Air Inter in France crashed due to a software design issue in the late 80s.
Federal Regulatory Agencies. 😂 LIke they care.
Run by industries they’re supposed to regulate.
Inputting parameters too quickly resulting in the software glitching out reminds me of the computers at high school. Bizarrely, if you entered in your password too fast and hit Enter, you'd login to the school I.T. admin's computer, even though you used your own username and password.
Gee, software in safety critical systems not being tested thoroughly? And written by non-professional programmers? Where have we heard about this before?
He or she got paid to program, so was a professional programmer. Pretty standard to be mostly self-taught back in those days.
Boeing managed to kill 300 with the same lack of testing and managers rushing a product to market.
Boeing employees are striking now in protest to return those quality checks, but management is threatening them as a consequence.
I'm afraid Boeing is going to continue to kill customers and astronauts.
Great video Dave and thank you for showing us.
People don't believe it when I tell them computers make mistakes all the time. Reminds me of: Did they try turning it off and back on again?
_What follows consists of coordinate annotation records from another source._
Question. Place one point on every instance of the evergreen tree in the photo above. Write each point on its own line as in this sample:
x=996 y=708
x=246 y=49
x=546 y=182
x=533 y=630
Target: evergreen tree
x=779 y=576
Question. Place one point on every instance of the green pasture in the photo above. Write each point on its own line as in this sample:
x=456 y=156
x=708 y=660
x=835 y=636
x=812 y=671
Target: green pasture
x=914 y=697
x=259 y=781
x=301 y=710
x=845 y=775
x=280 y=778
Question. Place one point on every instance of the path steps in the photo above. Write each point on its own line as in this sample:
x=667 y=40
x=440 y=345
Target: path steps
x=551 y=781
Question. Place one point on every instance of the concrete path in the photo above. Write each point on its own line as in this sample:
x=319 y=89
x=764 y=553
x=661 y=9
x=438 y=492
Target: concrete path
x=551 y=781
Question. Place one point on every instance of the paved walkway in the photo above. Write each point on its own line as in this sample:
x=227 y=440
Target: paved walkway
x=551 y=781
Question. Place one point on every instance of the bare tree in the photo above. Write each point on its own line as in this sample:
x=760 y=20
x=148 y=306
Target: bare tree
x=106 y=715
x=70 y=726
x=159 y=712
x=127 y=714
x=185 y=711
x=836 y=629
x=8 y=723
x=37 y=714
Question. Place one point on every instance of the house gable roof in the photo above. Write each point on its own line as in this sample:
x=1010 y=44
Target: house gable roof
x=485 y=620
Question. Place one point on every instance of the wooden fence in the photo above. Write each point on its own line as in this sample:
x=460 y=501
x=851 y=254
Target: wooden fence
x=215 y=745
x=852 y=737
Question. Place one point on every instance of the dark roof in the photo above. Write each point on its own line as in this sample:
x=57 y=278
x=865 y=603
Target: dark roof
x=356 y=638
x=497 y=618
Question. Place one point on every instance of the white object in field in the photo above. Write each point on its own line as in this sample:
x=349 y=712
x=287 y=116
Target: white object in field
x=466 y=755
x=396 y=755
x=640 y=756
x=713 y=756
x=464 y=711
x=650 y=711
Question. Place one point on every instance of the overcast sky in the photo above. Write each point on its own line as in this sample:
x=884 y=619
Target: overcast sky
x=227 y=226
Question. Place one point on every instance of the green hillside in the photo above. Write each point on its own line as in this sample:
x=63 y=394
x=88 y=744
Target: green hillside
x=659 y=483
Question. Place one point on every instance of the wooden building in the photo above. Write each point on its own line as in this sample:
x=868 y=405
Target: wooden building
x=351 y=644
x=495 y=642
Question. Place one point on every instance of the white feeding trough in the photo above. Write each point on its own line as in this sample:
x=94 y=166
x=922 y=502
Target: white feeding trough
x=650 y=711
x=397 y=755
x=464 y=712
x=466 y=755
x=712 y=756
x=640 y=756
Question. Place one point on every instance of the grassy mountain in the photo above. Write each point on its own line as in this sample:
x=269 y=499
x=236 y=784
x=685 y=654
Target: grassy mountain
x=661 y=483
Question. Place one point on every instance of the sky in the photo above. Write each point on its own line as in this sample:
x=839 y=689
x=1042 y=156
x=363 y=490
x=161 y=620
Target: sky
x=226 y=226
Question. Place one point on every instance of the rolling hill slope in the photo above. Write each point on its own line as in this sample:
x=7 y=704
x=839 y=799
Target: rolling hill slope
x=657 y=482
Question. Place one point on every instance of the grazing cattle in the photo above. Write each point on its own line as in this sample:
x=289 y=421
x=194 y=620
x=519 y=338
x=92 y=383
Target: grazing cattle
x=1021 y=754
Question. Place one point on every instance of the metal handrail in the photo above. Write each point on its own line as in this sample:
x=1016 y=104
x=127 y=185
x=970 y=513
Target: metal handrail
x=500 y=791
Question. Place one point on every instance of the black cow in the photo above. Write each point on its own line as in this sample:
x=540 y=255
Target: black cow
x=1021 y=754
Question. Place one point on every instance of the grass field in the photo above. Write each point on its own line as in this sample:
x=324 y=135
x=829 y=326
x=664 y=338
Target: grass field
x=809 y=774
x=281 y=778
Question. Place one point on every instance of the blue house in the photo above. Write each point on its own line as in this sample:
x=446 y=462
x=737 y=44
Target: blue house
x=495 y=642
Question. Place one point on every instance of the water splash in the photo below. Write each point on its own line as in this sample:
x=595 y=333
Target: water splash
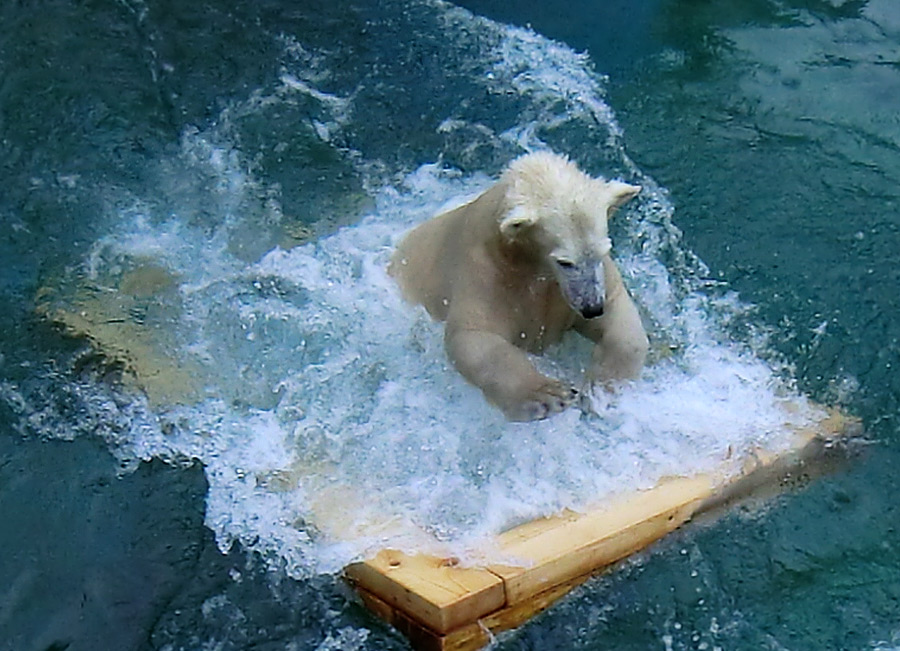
x=323 y=408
Perhaps you should tell them: "computers rarely make mistakes. Software makes them all the time".
Dave, I found all the developers of the Therac-25, they must be working for GM writing the Infotainment system for their new EVs, as my Blazer EV for sure has never been tested in real world scenarios for flaws the infotainment contains. It is so bad that my car has had error codes from the day it left the dealership a year ago and no dealership has ever figured out how to fix it. Thank you for shedding some light on the importance of great code and better testing.
Now, for what it's worth, all of the machines which actually exhibited this problem were reported to have flagged and displayed an error - Some of them more than 200 times. Part of this blame absolutely lies with the operators who continued to use the equipment regardless.
Admittedly, providing full text error mesaages would likely not have helped much. "Beam turntable did not reach expected position for selected operating mode. Contact service" (the actual error) is still not all that helpful
It'll be fine
I killed a herd of cows with an extra 0
I was amending a feed formulation program (written in DIBOL running on a Vax). In those days we coded in coding sheets then went to site and keyed in the changes directly onto the live system.
Working on the calculation for quantity of active ingredient (drugs) to add to the feed. Active ingredients had potency values which need to be factored in.
I had miskeyed an extra 0 in the calculation which resulted in 10x the amount of active ingredient were added to the feed than there should be.
When a farmer fed the feed to his cows, it killed them all.
The animal feed company was liable because they were supposed to be running the new system along side their old system and cross checking but didn’t they just ran with the new untested code.